Hey, Shakespeare! Nobody Cares; Web Writing Tips
Writing for the Web is tricky business because there is no audience more diverse. Writers, especially purist writers (I’m pointing at myself both accusatorily and guiltily), are stubborn, especially ones honed in a print world where the appropriate audience finds you or rejects in distant silence, and writers (secretly) want you to bask in their brilliance.
So why is nobody basking already?
Well, if you made it through my needlessly wordy intro, congratulations, you have more patience than the majority of web readers. The library requires patience; the Web demands speed.
Aye, there’s the rub.
It’s the same for marketers. Like writers, marketers sell ideas with words, but all too often their would-be patrons miss the message for fear of wallowing in a bed of fluff. It’s soft and cushy, but not necessarily productive.
Back in 1997, usability expert Jakob Nielsen’s answer to "How Users Read on the Web" was simply:
Then why bother writing for it? Well, it’s not so much user don’t read, it’s that they don’t want to, and I’m breaking every rule of web writing as we speak just to illustrate a point that should have been in the first paragraph:
Keep it simple; keep it short; keep it direct.
Nielsen updates this morning, ten years to the day of the revelation that Web readers don’t read, with some advice on introductory text on Web pages, or what he calls "blah-blah text."
When writing that first impression paragraph, writers often focus either too much on dazzling the visitor with prose or providing too much information in an intimidating chunk of text that is likely to be skipped anyway as the user homes in on what they came in search of in the first place.

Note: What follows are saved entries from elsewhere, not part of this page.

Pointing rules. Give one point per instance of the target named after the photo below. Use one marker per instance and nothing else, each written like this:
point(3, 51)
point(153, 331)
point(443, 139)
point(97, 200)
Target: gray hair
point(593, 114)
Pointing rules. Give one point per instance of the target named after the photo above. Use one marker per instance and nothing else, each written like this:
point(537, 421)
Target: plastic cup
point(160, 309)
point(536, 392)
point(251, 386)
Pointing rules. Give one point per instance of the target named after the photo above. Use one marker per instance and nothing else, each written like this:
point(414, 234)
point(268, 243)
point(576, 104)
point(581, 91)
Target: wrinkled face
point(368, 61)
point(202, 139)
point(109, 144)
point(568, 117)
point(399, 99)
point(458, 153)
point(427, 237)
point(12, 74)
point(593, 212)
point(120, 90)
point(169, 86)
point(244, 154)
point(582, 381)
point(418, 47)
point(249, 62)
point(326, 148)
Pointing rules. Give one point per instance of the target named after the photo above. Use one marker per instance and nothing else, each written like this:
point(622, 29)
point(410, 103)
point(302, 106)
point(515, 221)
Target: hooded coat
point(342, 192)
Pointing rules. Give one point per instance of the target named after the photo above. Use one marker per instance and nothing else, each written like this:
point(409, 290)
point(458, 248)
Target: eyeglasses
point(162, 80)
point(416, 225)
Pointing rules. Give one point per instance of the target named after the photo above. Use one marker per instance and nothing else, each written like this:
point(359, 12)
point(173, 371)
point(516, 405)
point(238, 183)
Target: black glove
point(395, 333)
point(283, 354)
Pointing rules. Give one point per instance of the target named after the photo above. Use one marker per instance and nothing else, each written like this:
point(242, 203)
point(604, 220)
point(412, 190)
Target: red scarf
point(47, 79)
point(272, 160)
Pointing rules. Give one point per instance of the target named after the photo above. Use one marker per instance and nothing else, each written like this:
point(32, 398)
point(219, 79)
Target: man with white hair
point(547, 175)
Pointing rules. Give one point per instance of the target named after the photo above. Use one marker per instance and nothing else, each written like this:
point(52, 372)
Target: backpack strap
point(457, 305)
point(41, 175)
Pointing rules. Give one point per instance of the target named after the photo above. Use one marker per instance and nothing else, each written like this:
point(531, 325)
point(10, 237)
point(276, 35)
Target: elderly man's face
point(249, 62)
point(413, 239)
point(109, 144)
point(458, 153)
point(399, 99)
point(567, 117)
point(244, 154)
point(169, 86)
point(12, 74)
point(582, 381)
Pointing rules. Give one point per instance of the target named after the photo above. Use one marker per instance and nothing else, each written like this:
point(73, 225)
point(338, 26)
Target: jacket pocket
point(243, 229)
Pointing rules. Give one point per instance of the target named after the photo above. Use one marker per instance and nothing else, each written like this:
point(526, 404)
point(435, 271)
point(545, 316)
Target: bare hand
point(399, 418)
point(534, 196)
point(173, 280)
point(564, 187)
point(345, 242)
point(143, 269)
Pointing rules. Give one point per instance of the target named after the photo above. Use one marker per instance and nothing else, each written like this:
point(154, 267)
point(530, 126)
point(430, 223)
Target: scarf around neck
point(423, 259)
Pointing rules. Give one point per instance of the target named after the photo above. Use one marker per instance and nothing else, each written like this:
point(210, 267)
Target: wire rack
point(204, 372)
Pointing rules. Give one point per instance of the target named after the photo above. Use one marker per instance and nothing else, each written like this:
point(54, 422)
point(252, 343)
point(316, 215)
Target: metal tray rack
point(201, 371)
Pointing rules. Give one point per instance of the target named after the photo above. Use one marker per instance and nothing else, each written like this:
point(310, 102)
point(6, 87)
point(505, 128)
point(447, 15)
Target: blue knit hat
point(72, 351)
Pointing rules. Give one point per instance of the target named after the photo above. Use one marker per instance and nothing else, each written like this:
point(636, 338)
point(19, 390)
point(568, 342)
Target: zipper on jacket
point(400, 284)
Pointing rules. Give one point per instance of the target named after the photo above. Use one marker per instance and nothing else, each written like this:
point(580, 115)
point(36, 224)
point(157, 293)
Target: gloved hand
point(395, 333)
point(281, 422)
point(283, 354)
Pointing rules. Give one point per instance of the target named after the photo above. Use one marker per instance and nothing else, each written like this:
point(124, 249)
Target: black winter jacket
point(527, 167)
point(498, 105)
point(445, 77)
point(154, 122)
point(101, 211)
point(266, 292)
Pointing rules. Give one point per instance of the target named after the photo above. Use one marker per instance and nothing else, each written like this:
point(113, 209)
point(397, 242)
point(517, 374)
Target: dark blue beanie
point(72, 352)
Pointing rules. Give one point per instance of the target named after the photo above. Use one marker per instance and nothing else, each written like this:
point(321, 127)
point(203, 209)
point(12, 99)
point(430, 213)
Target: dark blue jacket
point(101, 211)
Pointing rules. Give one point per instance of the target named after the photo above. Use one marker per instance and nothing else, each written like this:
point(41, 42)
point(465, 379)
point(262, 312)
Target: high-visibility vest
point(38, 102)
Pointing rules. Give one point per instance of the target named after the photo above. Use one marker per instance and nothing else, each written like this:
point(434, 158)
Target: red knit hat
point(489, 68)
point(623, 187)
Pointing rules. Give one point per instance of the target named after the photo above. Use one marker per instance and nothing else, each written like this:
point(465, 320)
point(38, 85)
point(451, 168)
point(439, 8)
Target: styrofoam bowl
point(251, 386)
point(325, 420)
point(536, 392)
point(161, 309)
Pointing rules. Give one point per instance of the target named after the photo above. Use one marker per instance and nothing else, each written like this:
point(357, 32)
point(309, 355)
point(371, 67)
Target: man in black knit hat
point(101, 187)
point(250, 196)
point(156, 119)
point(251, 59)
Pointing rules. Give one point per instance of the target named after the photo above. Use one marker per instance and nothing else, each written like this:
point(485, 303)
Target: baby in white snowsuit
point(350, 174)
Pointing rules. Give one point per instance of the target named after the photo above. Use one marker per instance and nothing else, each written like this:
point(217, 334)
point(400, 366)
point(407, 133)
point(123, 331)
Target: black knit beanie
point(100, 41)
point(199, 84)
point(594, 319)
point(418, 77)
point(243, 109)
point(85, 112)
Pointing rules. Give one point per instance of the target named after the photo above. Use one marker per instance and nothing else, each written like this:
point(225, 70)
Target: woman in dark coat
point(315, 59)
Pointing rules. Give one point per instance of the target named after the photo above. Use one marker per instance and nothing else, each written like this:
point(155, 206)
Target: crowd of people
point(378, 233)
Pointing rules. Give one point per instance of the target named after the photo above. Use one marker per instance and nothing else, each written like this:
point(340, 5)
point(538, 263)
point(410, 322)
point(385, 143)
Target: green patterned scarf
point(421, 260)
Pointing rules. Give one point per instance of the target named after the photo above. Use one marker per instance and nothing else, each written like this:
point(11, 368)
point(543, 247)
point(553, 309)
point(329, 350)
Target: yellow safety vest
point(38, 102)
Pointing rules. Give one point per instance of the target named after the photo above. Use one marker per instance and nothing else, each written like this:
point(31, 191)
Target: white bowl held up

Those intros, true, serve a specific function in SEO – often what searchers will see in the search results as a description of the contents found on the site. Even then, sorry to disappoint you, they are scanning the words rather quickly.
"Kill the welcome mat and cut to the chase," says Nielsen, curt as always.
That doesn’t mean there shouldn’t be some introductory text, or that it shouldn’t be well written, only that it should be pruned until it’s neatly shaped and says only what it needs to say to be clear – at a glance – what is to follow. If it’s 45 words of fluff, cut it to 25 words of meat.
Include only, says Nielsen:
· What? (What will users find on this page — i.e., what’s its function?)
· Why? (Why should they care — i.e., what’s in it for them?)
And as for me, I’ll go back to my love of words and place them where I dare; I write words for those that love them as much as I do.